Tag 22: Cheers, love! The cavalry’s here

In unserer Unterkunft für die letzten drei Tage in Sunnyvale, begann unser erster Morgen mit dem letzten mal Wäsche waschen, eigentlich waren wir begeistert davon dass wir das diesmal erstens ohne zig Münzen zu benötigen und zweitens während wir frühstücken gratis im Hotel machen können.
Meine Begeisterung hielt sich aber nach dem Frühstück in Grenzen da meine Maschine, die irgendwie ein anderes Modell als das von Monika und Hans-Peter war, außer Wasser einzupumpen noch nichts erledigt hatte, damit ich das Zeug noch irgendwie bis zu unseren geplanten Abfahrtstermin einigermaßen trocken bekommen habe musste ich alle Trockner die zur Verfügung waren (4 Stück) verwenden.

Etwas verspätet aber noch im Zeitplan sind wir dann gegen 10:15 Richtung San Francisco gestartet, diesmal mit meinem Sygic als Navi am Handy, hauptsächlich deshalb weil ich schon vermutet hatte, dass der Verkehr nicht ganz so fließend sein wird wie man sich das wünschen würde, das hat sich dann mit insgesamt dreimal “Found a faster route!” bestätigt.

Gegen 12h sind wir dann aber endlich in der Moscone Center Parking Garage angekommen, um in das/unser Event des Tages, den Eröffnungstag der San Francisco Comic Con starten zu können.

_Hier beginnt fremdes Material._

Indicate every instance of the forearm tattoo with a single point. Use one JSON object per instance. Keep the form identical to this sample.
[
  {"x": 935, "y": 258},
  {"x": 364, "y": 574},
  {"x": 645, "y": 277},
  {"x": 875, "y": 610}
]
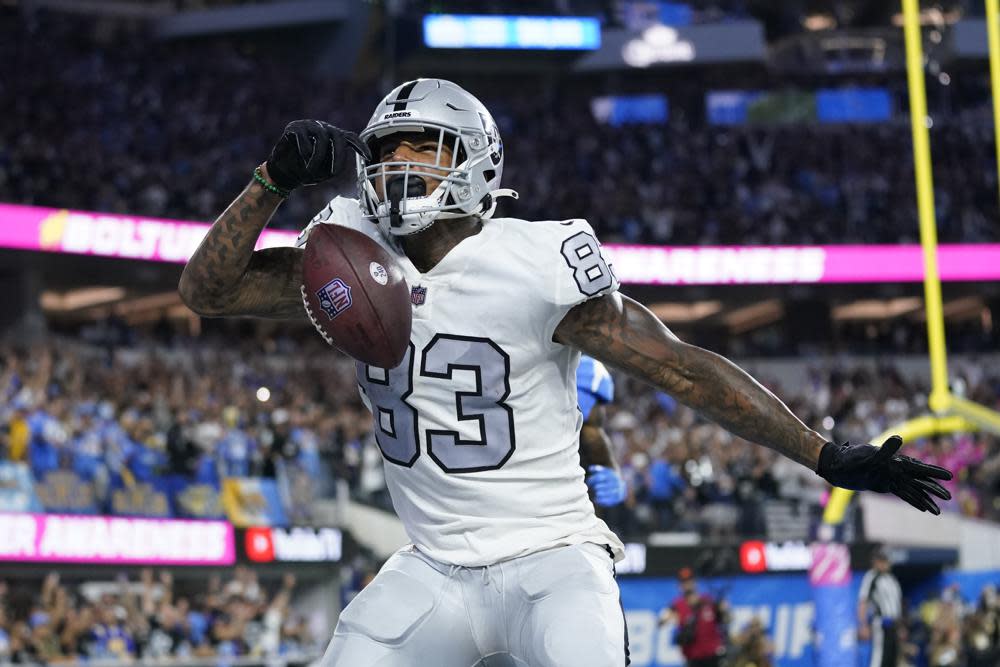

Nach einem durchstreifen der Halle der Aussteller wo von Comic’s über Kunstwerke in allen erdenklichen Formen alles ausgestellt bzw. zum Verkauf angeboten wurde, sind wir dann weiter in die oberen Stockwerke der gigantischen Messehalle des Moscone Center West.
Nach zwei Vorträgen (Tipps zum richtigen fotografieren von Cosplay Akteuren) und “Cosplay – A Beginners Guide”, sind wir dann etwas hyped nochmal durch die Hallen, in der Hoffnung zumindest eine Blick auf Nichelle Nichols zu erhaschen, leider vergebens.

Unser Plan die Halle noch-einmal systematisch abzulaufen um nichts zu übersehen hat ganz gut funktioniert, das danach geplante Verlassen der Comic Con leider nicht. Nachdem mein erstandenes Kunstwerk in einer Transportrolle verpackt war, wollten wir die gratis Comic Con Posters an der Außenseite aufrollen und mittels Gummiringerln (rubber bands) befestigen, während Moni, wie sich dann herausstellte die kleinste Packung (ca. 300g) Rubber bands vom Target gegenüber besorgt hat und Hans-Peter und ich eine Tea-Infusion beim Starbucks genossen haben, kamen wir leider zum Schluss das wir nicht mehr so schnell die Möglichkeit haben werden “Kunstwerke” in dieser Art zu sehen bzw. zu erstehen, daher sind wir nochmal rein um noch ein paar Kleinigkeiten zu besorgen.

Nach dem 3. Anlauf haben wir es aber dann geschafft die Comic Con zu verlassen um uns über ein Dinner in Moutain View (im Scratch) zurück in unser Sunnyvale zu begeben.